Re: Regex for IOS messages
by davido (Cardinal) on Apr 13, 2004 at 06:41 UTC
    This followup isn't in direct answer to your question. But I wanted to respond to the issue expressed in the title of the node: "Regular Expressions Hate Me".

    First, don't take it personally. ;) They don't actually hate you, they just haven't taken the time to get to know you well enough yet.

    Joking aside, if you (like most people, myself included) occasinally feel inadequate in the face of serious regex challenges, you owe it to yourself to pick up at the store or library the "Owls book", Mastering Regular Expressions from O'Reilly and Associates.
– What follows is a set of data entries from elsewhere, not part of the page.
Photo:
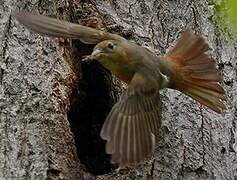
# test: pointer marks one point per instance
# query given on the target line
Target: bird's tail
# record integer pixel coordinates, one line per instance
(194, 73)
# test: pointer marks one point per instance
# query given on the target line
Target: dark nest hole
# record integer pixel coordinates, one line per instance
(90, 105)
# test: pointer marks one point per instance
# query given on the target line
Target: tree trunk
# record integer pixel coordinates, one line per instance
(52, 106)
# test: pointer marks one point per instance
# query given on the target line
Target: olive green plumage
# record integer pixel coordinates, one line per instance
(132, 125)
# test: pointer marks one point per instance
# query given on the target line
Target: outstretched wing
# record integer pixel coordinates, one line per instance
(133, 122)
(57, 28)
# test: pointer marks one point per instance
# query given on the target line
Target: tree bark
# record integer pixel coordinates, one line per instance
(52, 106)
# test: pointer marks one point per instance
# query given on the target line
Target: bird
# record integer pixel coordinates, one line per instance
(132, 126)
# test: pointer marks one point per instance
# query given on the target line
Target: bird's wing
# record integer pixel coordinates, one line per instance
(133, 122)
(58, 28)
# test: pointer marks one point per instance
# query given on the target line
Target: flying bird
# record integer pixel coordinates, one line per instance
(132, 125)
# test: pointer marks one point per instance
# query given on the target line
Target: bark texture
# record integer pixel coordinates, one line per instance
(47, 120)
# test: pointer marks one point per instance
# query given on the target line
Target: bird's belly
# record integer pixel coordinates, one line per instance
(123, 74)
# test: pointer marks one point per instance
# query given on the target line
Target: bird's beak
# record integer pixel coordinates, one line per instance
(95, 53)
(93, 56)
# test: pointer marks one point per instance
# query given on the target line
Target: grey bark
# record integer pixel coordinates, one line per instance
(38, 76)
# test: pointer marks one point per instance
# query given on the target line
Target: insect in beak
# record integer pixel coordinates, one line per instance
(95, 53)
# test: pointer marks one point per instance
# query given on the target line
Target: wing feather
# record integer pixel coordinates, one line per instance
(59, 28)
(130, 126)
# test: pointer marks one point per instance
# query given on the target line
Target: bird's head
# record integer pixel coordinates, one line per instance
(110, 53)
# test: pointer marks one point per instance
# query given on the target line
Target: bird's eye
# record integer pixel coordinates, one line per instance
(110, 45)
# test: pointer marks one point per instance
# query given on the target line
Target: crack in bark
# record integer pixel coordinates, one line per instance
(5, 45)
(4, 50)
(202, 138)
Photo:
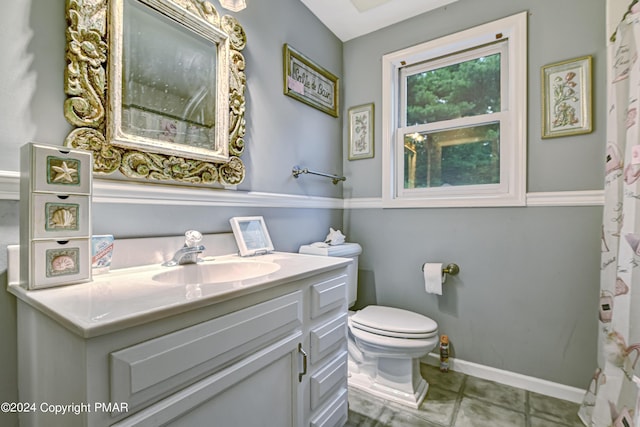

    There are some good reviews of this book in the Monastery's Reviews section. By the time you finish this book you'll find yourself dreaming in pattern matches.


    Dave

      No, they really do hate me. (You should see the hurtful spam they send) Just kidding. I will check out the book although if you are like me, you probably don't have time to read the book before you finish the project. Until then I'll have to beg for help here. - Scott
        Sorry, still learning how to use this board. Replied to the wrong message and left out the regex. Hope you find it anyway.
        my ($user, $group, $connected, $type) = $VAR2 =~ /User \[(\w+)\] Group + \[(\w+)\] (\w+), Session Type: +(\w+)$/;
Re: Regex for IOS messages
by Anonymous Monk on Apr 12, 2004 at 20:17 UTC
    Mark, I tried your example without success. Here is what the output from my program shows:

    >>> | | | $VAR2 = 4980519 04/12/2004 21:07:37.440 SEV=4 AUTH/22 RPT=1151 User [agra02] Group [cisco3015] connected, Session Type: IPSec
    As you can see in the first line the ">>>" indicates where I should have printed the contents of the extracted values. The second line, shows $VAR2 contents. One problem might be the line break occuring before the word "User". Here is the actual text message:
    1081800476 3 Mon Apr 12 15:07:56 2004 test-vpn.mydomain.com u Trap: g +eneric 6 specific 0 args (3): [1] mgmt.mib-2.system.sysUpTime.0 (Tic +ks): 10825222 1081800476 3 Mon Apr 12 15:07:56 2004 test-vpn.mydomain.com u [2] p +rivate.enterprises.3076.2.1.4.4.15.22 (OctetString): 4980519 04/12/20 +04 21:07:37.440 SEV=4 AUTH/22 RPT=1151 1081800476 3 Mon Apr 12 15:07:56 2004 test-vpn.mydomain.com u User +[agra02] Group [cisco3015] connected, Session Type: IPSec 1081800476 3 Mon Apr 12 15:07:56 2004 test-vpn.mydomain.com u [3] p +rivate.enterprises.3076.2.1.2.4.1.1 (OctetString): AUTH/22
    Here is how I coded it from your example:
    if ($ARGUMENTS==6) { ($KEY, $DATE, $TIMESTAMP, $SEV, $LOG_NUM, $RPT, $H1, $H2, $USER, $H +3, $GROUP, $H4, $H5, $H6, $TYPE) = split(/ /, $VAR2); $USER =~ s/\[//; $USER =~ s/\]//; $GROUP =~ s/\[//; $GROUP =~ s/\]//; # Old code handling ends here. This is the new piece you suggested. my ($user, $group, $connected, $type) = $VAR2 =~ /^User \[(\w+)\] Grou +p \[(\w+)\] (\w+), Session Type: +(\w+)$/; print TRAPDATA "\n>>> $user | $group | $connected | $type\n"; print TRAPDATA "\$VAR2 = $VAR2\n"; }
      The problem is that 'User...' is not on a line by itself, but is part of a larger record, all on one line. In that case, you don't want the beginning-of-line anchor ^. Just allow it to match anywhere on the line, i.e. let it float:
      my ($user, $group, $connected, $type) = $VAR2 =~ /User \[(\w+)\] Group \[(\w+)\] (\w+), Session Type: +(\w+) +/;
      If you would like to learn more about the regex features I am using in this exmaple, check out the tutorial perlrequick.

      -Mark

        Mark, thanks, that did the trick. You are my new best friend.